En dépit de tout cela, certaines opinions et réactions par rapport
à ce qui se passe en Syrie reflètent un « refus » de saisir l’enjeu
réel de la situation, et de condamner les crimes que commet le régime contre
son peuple.
Il semble utile aujourd’hui de rappeler quelques évidences parfois
oubliées ou tout simplement éludées sur la Syrie et la révolution qui s’y
déroule.
Vidéo - This is not a trailer (ceci n’est pas une bande d’annonce,
c’est la réalité syrienne).
Depuis combien de temps le clan Assad
règne-t-il?
La Syrie, une République, est gouvernée par
une seule famille depuis 42 années. Cela fait d’elle une république
héréditaire, le seul état arabe dans ce cas et le second au monde après la
Corée du nord. Hafez Al-Assad est arrivé au pouvoir en 1970 suite à un coup
d’Etat au sein du gouvernement Baasiste alors qu’il était ministre de la
défense. Il y est resté jusqu’à sa mort en l’an 2000 lorsque la constitution
fut modifiée (faisant passer l’âge présidentiable de 40 à 34 ans) afin de
permettre à son fils une ascension au pouvoir, président depuis. Le règne familial
ne se limite pas seulement au père et au fils. Le frère de Bashar, Maher est le
chef de la 4è division de l’armée (la plus équipée et la mieux entrainée) et
l’un des dirigeants de la garde républicaine. Il y a aussi ses deux cousins
germains, Zou Al-Himma Chalich et Hafez Makhlouf à la tête des services de sécurité.

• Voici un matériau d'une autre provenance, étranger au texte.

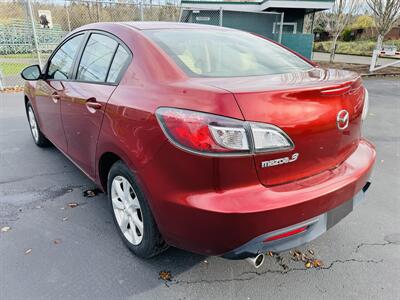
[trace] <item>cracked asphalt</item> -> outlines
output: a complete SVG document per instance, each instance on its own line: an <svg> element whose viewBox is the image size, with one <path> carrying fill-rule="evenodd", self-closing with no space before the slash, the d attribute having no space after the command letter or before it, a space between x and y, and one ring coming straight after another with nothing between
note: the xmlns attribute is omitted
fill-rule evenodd
<svg viewBox="0 0 400 300"><path fill-rule="evenodd" d="M365 84L373 183L355 211L299 249L323 262L310 269L289 252L260 269L174 248L136 258L106 197L84 197L95 185L55 148L33 144L22 94L0 94L0 227L11 227L0 232L0 299L399 299L400 80Z"/></svg>

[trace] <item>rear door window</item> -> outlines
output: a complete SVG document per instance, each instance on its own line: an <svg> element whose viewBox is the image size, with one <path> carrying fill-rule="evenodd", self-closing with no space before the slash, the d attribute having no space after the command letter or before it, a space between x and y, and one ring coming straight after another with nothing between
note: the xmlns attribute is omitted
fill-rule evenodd
<svg viewBox="0 0 400 300"><path fill-rule="evenodd" d="M129 53L121 45L119 45L117 52L115 53L114 60L111 64L110 71L108 72L107 82L115 83L118 81L128 64L129 59Z"/></svg>
<svg viewBox="0 0 400 300"><path fill-rule="evenodd" d="M77 80L105 82L118 42L103 34L92 33L78 67Z"/></svg>
<svg viewBox="0 0 400 300"><path fill-rule="evenodd" d="M66 41L51 58L47 70L47 78L55 80L68 80L72 77L74 58L83 41L83 34Z"/></svg>

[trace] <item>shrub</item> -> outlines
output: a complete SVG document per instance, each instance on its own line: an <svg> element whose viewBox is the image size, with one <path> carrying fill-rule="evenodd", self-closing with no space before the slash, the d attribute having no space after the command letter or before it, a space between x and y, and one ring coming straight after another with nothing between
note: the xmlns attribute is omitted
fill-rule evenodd
<svg viewBox="0 0 400 300"><path fill-rule="evenodd" d="M351 28L346 28L345 30L343 30L342 39L345 42L350 42L350 41L354 40L354 35L353 35L353 31L351 30Z"/></svg>
<svg viewBox="0 0 400 300"><path fill-rule="evenodd" d="M397 49L400 49L400 40L385 41L384 45L395 45ZM314 43L314 51L318 52L330 52L332 42L316 42ZM375 49L376 41L353 41L353 42L337 42L336 53L337 54L352 54L352 55L372 55L372 51Z"/></svg>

Son beau-frère Assef Chawkat est l’un des hauts responsables des services de
renseignement, tandis qu’Atef Najib, autre cousin germain était gouverneur de
Darâa, la ville où les premiers massacres et tortures d’enfants ont eu lieu au
tout début de la révolution en mars 2011. Rami Makhlouf, quatrième cousin
germain dans cette liste, dispose des privilèges et des institutions
financières les plus importants du pays. L’oncle, le Général Mohamad Makhlouf
est considéré comme le premier conseiller au niveau des stratégies de
répression… Le clan Assad a donc une main mise totale sur les aspects
politiques, économiques et sécuritaires du pays qu’il gère selon ses intérêts,
avec des responsables du parti unique et quelques grands hommes d’affaires.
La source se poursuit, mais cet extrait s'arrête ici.